2. A challenger is randomly chosen, and then simultaneously both the incumbent and the challenger propose tax rates and policy provisions. Specifically, the challenger proposes his coalition, W c ⊂ S , a tax rate r c , and a provision of x c public and g C private goods. The incumbent proposes a tax rate r L , and policy provisions of x L public and g L private goods.
3. All selectors choose between the proposal of the challenger and the incumbent.
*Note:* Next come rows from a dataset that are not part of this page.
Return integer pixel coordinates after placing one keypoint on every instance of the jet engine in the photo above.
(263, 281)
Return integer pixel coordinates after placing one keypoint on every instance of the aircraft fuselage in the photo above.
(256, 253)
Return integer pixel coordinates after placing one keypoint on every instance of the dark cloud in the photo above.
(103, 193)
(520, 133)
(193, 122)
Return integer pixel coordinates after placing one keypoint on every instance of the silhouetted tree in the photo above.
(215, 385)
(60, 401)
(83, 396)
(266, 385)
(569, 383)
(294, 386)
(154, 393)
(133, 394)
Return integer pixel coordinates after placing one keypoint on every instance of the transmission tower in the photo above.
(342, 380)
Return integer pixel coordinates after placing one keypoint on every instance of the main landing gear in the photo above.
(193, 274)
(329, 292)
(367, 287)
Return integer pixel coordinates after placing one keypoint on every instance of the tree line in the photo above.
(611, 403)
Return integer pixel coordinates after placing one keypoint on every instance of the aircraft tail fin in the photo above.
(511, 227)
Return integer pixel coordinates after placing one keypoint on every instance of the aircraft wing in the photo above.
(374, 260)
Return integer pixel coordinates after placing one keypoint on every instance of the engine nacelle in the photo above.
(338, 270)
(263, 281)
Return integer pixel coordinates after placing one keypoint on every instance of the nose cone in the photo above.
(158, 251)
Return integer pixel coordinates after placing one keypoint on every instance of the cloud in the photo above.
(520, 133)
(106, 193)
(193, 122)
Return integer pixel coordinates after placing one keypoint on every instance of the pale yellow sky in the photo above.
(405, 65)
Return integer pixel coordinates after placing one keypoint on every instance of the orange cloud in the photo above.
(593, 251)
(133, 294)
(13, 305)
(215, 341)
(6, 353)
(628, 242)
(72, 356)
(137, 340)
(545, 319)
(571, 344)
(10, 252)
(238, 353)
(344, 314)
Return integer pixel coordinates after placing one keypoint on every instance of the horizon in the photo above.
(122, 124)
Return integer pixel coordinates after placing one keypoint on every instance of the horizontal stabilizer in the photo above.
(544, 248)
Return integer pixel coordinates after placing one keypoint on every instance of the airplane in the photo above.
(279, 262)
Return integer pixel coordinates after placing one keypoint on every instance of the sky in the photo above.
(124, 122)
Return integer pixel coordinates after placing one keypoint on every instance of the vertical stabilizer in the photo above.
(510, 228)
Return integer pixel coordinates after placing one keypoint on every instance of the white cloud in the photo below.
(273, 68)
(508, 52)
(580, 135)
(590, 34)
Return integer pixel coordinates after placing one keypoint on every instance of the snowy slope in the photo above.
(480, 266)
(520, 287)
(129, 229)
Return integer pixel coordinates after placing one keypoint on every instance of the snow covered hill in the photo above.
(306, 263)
The incumbent is removed and replaced by the challenger if and only if the challenger receives the support of at least W members of his nominated coalition ( W c ) and the incumbent retains less than W supporters from within her coalition ( W L ).
4. Each citizen allocates his or her resources between economically productive activities and leisure: l i∈ [0,1], where l i refers to individual i ’s leisure and (1 - l i ) refers to each individual’s level of economic activity, which we refer to as labor.
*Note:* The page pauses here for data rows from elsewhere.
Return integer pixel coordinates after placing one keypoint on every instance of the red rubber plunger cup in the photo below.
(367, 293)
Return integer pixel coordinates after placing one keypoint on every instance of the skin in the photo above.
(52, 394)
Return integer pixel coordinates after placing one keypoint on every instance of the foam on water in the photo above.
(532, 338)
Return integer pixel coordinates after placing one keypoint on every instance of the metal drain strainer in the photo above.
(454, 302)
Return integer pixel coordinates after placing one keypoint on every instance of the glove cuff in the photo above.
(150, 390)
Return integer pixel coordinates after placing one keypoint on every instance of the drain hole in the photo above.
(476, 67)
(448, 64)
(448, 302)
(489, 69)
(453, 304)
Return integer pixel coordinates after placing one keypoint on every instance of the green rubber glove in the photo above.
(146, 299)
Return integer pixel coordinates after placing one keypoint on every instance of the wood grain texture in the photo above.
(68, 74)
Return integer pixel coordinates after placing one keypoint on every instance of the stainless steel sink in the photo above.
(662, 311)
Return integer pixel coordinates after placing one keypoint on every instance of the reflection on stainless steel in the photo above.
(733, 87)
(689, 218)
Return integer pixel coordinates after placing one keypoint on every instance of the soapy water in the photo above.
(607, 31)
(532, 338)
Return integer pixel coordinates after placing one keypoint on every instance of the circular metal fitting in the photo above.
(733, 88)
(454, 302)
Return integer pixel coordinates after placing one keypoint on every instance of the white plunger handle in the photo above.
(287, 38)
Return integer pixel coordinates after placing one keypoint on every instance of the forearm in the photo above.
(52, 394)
5. If the chosen leader’s policy provisions can be implemented, then they are. Otherwise a caretaker policy is implemented that gives everyone in the game a reservation payoff of v 0.By “can be implemented” we mean that revenues are sufficient to finance the proposed policies. Specifically, assuming the incumbent leader is retained, then saying that a proposed resource allocation can be implemented implies that
r L Σ i ∈ N (1 - l i ) - px L -| W L | g L = 0
Players receive payoffs, and the affinity preference ordering of the chosen leader is revealed.
In MPE, players condition their strategy on a state variable. In the current context, the state variable is the incumbent’s preference ordering over selectors—that is, the incumbent’s affinities. In addition to the standard equilibrium requirement that each player’s strategy must be utility maximizing given the strategy of the other players, the Markovian aspect of MPE insists that players condition their strategies only on the state variable—the incumbent’s ordering over selectors—and on no other aspect of the history of the game. In the MPE we characterize, this means leaders pick the selectors for whom they have the highest affinity when forming their coalitions. MPE also requires subgame perfection within a round.
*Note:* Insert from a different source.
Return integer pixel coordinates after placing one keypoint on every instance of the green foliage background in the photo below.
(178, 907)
There is an important difference between being in an incumbent’s winning coalition and being in a challenger’s first-period, transition coalition. The challenger does not know his affinity for individual supporters at the time he assembles his transition coalition. Of course this can be stated in a less stylized, more realistic way. The incumbent, who has had a greater opportunity to interact with and learn about the selectors than has the challenger, is more confident about her affinity toward selectors than the challenger since he is relatively unknown. From a modeling perspective, we sharpen this distinction by assuming a leader’s affinity ordering is unknown prior to coming to office but is fully revealed on coming to office. As we will see in chapter 7, relaxing this assumption so as to allow affinity to be learned gradually over time or to be known by both the challenger and the incumbent from the outset has important implications for the survival of leaders.